The thought made her own stomach knot up like an iron fist.

“Who were you talking to?” His gaze combed the alley from one end to the other.

“A horseman.” Antigone gestured vaguely toward Curzon Street. Let him think she talked to strange men. Let him think she was as promiscuous as a harlot. Let Aldridge think as ill of her as he would—it could be nothing to what she thought of him.

“What are you doing out at this time of night? Have you no sense?”

“Very little, apparently. But I like to see to my mare’s welfare.” She had not forgotten his offensive assertion of ownership in Northfield’s stable. “She is still
my
horse, sir.”

“Not for long,” he snapped.

Oh, yes. He had plans for Velocity, didn’t he? “Perhaps never.” She kept her own voice as smooth and undisturbed as his was perturbed. “You should know that the mare isn’t suitable for breeding, if that’s why you’ve insisted on bringing and keeping her here.”

That brought him up short and tight. “What do you mean?”

“She had severe bouts of colic as a filly, before she came to me. Almost died. Grosvenor was advised never to breed her. Why else do you think someone as canny about horses as Lord Grosvenor would give such a valuable filly to me?” She had almost said “to a twelve-year-old,” but she did not want him to think of her in that way any more than she could help.

The sudden forced abandonment of his elaborately constructed plans left him livid. Though he said not a word, his face was pinched with such ferocious displeasure, his lips drew down into two thin white lines.

Good. She wanted to goad him into a display of temper. She wanted him to be so disgusted he would end it now. In her moment of satisfaction she allowed herself the sarcasm of saying, “Perhaps I’m not such an attractive prospect now?”

“Don’t be ridiculous,” he hissed. “I’ve invested too much time and too much money in you to withdraw now, mare or no mare. If I breed her and she dies it’s no great loss to me. But you on the other hand … I have grown weary of this childish game.”

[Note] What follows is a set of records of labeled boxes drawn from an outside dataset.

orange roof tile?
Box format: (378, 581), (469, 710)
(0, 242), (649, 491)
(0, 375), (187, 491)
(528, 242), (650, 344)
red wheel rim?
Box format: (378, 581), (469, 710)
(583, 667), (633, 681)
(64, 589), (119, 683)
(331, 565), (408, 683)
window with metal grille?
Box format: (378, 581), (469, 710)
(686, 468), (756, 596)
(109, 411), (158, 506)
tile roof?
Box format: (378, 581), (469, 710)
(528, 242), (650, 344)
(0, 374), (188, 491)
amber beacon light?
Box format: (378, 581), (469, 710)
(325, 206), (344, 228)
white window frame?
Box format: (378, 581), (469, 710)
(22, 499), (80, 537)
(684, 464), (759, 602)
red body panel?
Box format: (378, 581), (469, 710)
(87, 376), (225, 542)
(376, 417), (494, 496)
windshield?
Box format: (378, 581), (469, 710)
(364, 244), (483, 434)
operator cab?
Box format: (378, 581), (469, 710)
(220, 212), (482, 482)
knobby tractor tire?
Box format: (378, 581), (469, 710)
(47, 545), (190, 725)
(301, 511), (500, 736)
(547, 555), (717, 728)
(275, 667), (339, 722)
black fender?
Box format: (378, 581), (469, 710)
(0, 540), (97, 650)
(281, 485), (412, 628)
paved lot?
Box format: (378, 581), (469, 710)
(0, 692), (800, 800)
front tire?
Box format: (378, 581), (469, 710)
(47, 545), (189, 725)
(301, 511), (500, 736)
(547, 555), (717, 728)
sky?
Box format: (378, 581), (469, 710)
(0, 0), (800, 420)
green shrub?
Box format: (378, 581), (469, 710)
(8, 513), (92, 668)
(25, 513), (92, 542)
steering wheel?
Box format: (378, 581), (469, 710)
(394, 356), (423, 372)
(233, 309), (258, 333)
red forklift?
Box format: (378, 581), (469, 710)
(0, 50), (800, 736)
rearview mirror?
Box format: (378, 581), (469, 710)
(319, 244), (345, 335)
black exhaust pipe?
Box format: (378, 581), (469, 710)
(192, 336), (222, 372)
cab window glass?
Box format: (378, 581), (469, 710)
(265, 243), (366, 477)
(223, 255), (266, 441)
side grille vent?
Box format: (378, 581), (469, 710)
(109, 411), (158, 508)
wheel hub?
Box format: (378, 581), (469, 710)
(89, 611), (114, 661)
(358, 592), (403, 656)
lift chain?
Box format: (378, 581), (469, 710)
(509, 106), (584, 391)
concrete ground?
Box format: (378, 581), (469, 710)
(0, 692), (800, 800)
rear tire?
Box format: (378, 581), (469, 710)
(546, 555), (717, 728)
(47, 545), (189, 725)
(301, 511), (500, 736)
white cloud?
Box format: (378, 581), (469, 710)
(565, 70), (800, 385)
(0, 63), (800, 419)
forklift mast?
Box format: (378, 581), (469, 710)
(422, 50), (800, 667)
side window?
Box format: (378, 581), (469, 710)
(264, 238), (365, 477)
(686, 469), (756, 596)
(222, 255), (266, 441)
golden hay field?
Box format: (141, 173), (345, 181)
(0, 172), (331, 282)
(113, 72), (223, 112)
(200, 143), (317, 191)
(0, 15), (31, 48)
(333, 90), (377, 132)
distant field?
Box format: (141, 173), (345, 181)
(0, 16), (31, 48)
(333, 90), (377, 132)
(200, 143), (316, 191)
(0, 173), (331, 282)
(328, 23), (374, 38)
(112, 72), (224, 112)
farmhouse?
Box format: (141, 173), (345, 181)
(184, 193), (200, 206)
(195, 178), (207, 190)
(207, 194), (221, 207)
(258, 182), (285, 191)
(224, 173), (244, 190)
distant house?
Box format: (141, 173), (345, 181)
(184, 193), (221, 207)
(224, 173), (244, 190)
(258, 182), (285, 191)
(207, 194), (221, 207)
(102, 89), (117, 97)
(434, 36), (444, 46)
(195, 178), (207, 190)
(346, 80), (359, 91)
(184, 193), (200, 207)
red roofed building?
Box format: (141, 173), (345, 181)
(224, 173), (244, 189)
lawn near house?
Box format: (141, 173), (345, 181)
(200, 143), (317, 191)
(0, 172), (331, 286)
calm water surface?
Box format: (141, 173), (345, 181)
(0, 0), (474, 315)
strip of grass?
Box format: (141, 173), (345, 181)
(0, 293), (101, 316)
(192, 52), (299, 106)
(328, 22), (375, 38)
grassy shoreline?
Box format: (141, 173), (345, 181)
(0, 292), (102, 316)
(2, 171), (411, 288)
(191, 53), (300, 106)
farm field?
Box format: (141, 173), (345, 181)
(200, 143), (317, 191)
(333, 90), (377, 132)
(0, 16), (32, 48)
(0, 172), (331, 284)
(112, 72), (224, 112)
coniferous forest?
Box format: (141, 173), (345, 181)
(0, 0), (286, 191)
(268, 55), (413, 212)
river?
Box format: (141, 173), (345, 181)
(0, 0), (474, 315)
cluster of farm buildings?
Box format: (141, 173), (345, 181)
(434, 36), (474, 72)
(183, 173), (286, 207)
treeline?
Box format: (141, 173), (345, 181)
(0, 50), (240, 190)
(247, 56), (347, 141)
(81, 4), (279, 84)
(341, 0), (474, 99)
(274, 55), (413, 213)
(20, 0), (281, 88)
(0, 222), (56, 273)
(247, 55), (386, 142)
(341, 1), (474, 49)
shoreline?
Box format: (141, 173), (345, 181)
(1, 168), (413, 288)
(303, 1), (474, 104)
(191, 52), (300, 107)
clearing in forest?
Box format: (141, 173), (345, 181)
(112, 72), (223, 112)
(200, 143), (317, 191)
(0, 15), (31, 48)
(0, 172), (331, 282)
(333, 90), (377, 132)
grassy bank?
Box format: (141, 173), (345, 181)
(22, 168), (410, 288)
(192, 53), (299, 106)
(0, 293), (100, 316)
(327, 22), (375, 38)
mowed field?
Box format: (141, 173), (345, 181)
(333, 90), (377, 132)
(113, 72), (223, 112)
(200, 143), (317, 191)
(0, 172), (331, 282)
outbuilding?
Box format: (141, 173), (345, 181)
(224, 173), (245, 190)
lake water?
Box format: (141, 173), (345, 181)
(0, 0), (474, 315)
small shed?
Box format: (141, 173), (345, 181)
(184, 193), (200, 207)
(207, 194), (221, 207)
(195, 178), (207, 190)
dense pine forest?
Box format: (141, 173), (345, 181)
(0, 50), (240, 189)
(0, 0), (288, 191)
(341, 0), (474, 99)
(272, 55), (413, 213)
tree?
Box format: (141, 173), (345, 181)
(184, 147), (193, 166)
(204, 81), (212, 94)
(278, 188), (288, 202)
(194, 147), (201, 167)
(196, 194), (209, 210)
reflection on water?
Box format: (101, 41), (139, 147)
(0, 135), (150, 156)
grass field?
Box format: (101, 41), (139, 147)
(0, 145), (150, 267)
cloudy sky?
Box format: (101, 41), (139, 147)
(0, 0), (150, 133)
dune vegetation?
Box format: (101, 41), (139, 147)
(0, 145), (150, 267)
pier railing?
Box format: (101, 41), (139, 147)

There was that word again, crawling under her skin like a parasite. “I am not a child, sir.” She drew herself up to her full height. “I am a woman grown.”

“Good. Because I am done with waiting for you to accustom yourself to our marriage. Child or not, it is time you learned to do as you are told.”

“I will do as I
please.
You do not own Velocity, and you certainly do not own me, sir.”

“You think not?” There it was again, the pleased, chilly disdain. “You’re beholden to me for the very clothes on your back. Though not these particular clothes.” But his scornful glance at her old redingote gave him pause, and brought on a more narrow-eyed scrutiny of the worn garment.

Oh, bloody hell. She couldn’t have him associating her with the stable boy he had seen, and so obviously—oh, God, it was all becoming so wretchedly, wretchedly clear—so obviously been attracted to at Northfield.

“You haven’t bought my clothes.” The clothes she had been wearing in London were all Cassie’s castoffs. Before she had met Will Jellicoe, she had never cared about her clothes. And now that he was gone from her life, she could find no reason to put herself to the unnecessary trouble of primping and polishing.